Post by Emu Flu » Wed Jun 15, 2016 1:39 am

Anonymous User wrote:
redtalun wrote:Does any of this really need to be anon?

OP: strikingly similar question posted here - http://www.top-law-schools.com/forums/v ... 6#p9308016 and on intelproplaw.

Above anon: your insight seems to be more directed towards life sciences where MS/PhD is almost a prerequisite. BS in EE/CS arts is generally sufficient.
Actually I am talking about EE/ME/CS as well. The person about whom I was speaking was a CS major (and yes, I recognize that it makes no sense for a firm to wrinkle their nose at a B.S. CS/SE degree for patent pros.; unfortunately I don't make the rules here).

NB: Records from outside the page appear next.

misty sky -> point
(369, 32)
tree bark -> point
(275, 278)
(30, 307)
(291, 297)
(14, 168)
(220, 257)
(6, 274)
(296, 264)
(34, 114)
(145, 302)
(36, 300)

I stress again that it depends on the firm/group. Some up-and-coming V30+ with strong patent pros groups are starting to get picky about the credentials of the applicants they hire, but some are still focused on the technical abilities of the applicants more than the exact degree. You can try going online to visit the firm's page that you're applying to, and see if people in the IP dept. got hired with B.S. degrees. That'll hopefully give you an indication of how common/rare it is for people like you to get hired. At my firm, you're only going to see the one person; at others, you may see a bunch more.
By V30+ do you mean those Vault rankings? I'm a patent prosecutor and nobody in the industry knows that stuff. I looked at the list and most of those firms don't even do much (if any) EE/CS prosecution. You can look at something like the IP Today top patent firms rankings, which lists firms in terms of volume of allowances. Not 100% accurate because some companies do their own docketing and allowances are prosecution-based, but it can give you an idea.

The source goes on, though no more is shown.